Manifesto In-Consciente
O que eu preciso
é quem desligue a Inconsciência –
Máquina de frenética indiferença –
e se junte ao descanso
(Irreverente)
de ser gente.
Concordo, nada mais insuportavelmente pretensioso do que me citar na abertura de um texto. Em minha defesa, nenhuma citação seria tão adequada a perspectivas pessoais do que uma citação…bem, escrita exactamente à medida delas. Para além disso, impõe-se a busca de eficácia: está “cientificamente comprovado” pela obsessão mal disfarçada da “indústria livreira” (fim de efeito desdenhoso das “aspas”), de que ensaios (ou capas pirotécnicas) encimados por citações se imiscuem com maior facilidade nas nossas mentes ávidas de autoridade – e se for uma citação em verso livre então – BAM! Temos tratado aristotélico. O conhecimento que nos antecede não tem de ser, por defeito, mais ou menos respeitado que o que hoje se desenvolva, desde que cumpra os preceitos esperados da racionalidade. Em suma, cito-me, não por presunção, mas por emolduramento poético. Por manipulação intelectual. Por convicção de que adágios e pregões são mais eficazes do que bibliotecas inteiras. Adiante.
Antes Dante que Deus.
Provocatório? É deliberado. Válido? Desafio-vos a conceberem que sim.
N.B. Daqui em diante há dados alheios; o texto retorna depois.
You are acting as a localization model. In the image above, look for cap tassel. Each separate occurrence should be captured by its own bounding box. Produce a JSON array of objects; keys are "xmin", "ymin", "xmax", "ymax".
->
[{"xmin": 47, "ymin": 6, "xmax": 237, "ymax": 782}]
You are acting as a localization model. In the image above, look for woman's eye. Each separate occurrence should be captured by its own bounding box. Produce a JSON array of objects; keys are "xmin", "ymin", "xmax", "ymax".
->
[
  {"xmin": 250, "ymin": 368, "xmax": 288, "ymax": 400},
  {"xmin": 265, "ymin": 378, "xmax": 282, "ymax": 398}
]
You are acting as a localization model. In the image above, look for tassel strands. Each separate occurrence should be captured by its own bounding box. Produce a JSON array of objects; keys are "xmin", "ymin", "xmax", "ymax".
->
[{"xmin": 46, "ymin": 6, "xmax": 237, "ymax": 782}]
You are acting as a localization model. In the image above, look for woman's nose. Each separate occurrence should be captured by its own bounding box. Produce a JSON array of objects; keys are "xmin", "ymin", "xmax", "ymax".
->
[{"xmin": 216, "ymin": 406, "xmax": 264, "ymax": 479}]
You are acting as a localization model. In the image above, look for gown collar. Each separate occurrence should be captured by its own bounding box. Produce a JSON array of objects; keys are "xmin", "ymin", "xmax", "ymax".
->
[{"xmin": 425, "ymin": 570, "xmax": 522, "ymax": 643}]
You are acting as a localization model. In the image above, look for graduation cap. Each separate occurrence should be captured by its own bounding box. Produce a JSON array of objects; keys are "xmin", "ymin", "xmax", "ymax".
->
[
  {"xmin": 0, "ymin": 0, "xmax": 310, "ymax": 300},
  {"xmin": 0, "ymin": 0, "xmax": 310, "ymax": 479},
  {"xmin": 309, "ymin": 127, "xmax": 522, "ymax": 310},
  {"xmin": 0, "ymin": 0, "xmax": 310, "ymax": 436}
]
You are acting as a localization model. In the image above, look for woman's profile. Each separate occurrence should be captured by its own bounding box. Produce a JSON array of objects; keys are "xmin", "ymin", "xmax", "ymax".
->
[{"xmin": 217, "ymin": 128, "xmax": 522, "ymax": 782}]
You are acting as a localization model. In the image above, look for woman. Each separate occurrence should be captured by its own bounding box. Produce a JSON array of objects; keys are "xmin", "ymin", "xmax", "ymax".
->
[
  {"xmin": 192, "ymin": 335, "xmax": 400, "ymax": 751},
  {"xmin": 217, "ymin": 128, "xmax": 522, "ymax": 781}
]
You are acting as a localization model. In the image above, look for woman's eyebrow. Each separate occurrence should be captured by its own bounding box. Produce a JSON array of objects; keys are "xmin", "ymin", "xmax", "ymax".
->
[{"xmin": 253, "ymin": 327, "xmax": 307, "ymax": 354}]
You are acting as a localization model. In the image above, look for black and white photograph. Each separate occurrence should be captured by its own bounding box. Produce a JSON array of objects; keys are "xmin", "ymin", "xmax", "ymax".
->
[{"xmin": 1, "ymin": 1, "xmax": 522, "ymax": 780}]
Em jeito de andamento de abertura, colho ainda este fruto lírico, como manifesto:
a Literatura pode não salvar o mundo mas pode salvar-nos ainda. Um de cada vez. Libertando-nos. Refinando-nos. Mudando por fim a direcção desta busca angustiante por algo insondável – do objecto para o agente. Do exterior definido para o interior, definidor. Há já algum tempo que abandonámos à solidão a nossa centelha divina deixando-a estiolar, por ser um pouco cansativo cuidar dela. É como ignorar o leme porque é pesado, mas querer chegar à Índia olhando com muita determinação para o horizonte. Provavelmente nunca chegaremos a lado algum, mas pelo menos vamos entretidos com o 9gag. A consciência é mais do que conseguir calcular o troco da cerveja. Estende-se também para lá do talento para armazenar imagens a sépia de férias na Costa Vicentina, e do habitat de dois personagens do Auto da Barca do Inferno, em conflito, sempre que queremos decidir se vamos ou não levar o amigo bêbado a casa, apesar de só querermos ver um episódio de GOT em paz. A consciência é o presente mais subvalorizado desde o cavalo de Tróia. É o milagre insondável que nasce da conjugação de existir, sabê-lo, analisar que se sabe, e poder fazer com esse facto o que que quisermos. É colocar em causa a própria existência física do mundo, porque até a certeza de que cá estamos é determinada pela forma como a consciência o define. Entendemos o cosmos como podemos, entendemos a nossa posição no cosmos como podemos, entendemos a nossa posição na sociedade, na família, perante a nossa geração, como podemos. Como as histórias em que baseamos a nossa vida o definem. Não podemos, porém, achar que conhecemos a verdade. Escolhemos a verdade, que é o possível e talvez o mais útil. Tudo é a narrativa que construímos usando a capacidade limitada de cinco sentidos, e o efeito processador da consciência. Unimos os pontos sobre a folha da melhor forma que podemos, mas nunca saberemos se é essa a imagem do mundo.
Tudo é uma história.
E é dentro de nós que elas nascem – ou se perpetuam, vindas de uma outra mente. Somos despedidos do nosso emprego, duvidamos do nosso valor pessoal, submergimos em autocomiseração ou em fúria pela incompreensão do nosso talento. Mas o que é o valor pessoal? Será hoje, num mundo de empreendedorismo e sucesso económico, o mesmo que era na Idade Média, tempo de gente piedosa, de olhos postos no céu e dignidade penhorada nos confessionários? E o que determinou que era Deus ou o dinheiro a medida segundo a qual se mede o valor de alguém? E Deus e o dinheiro, de onde nasce o valor de cada um, ambos fábulas? Nada é mais poderoso que a capacidade de contar sobre o mundo a narrativa que quisermos. Nada nos separa tanto dos outros seres não humanos do que essa capacidade de ver tão para lá das coisas óbvias do mundo – a luz, a tempestade, o frio do Inverno. Somos de tal forma dominados por esse talento para o delírio, que criamos mundos ainda mais mirabolantes – mundos de conceitos financeiros, de divindades, de ideologias sem fundamento senão na nossa determinação em acreditar nelas.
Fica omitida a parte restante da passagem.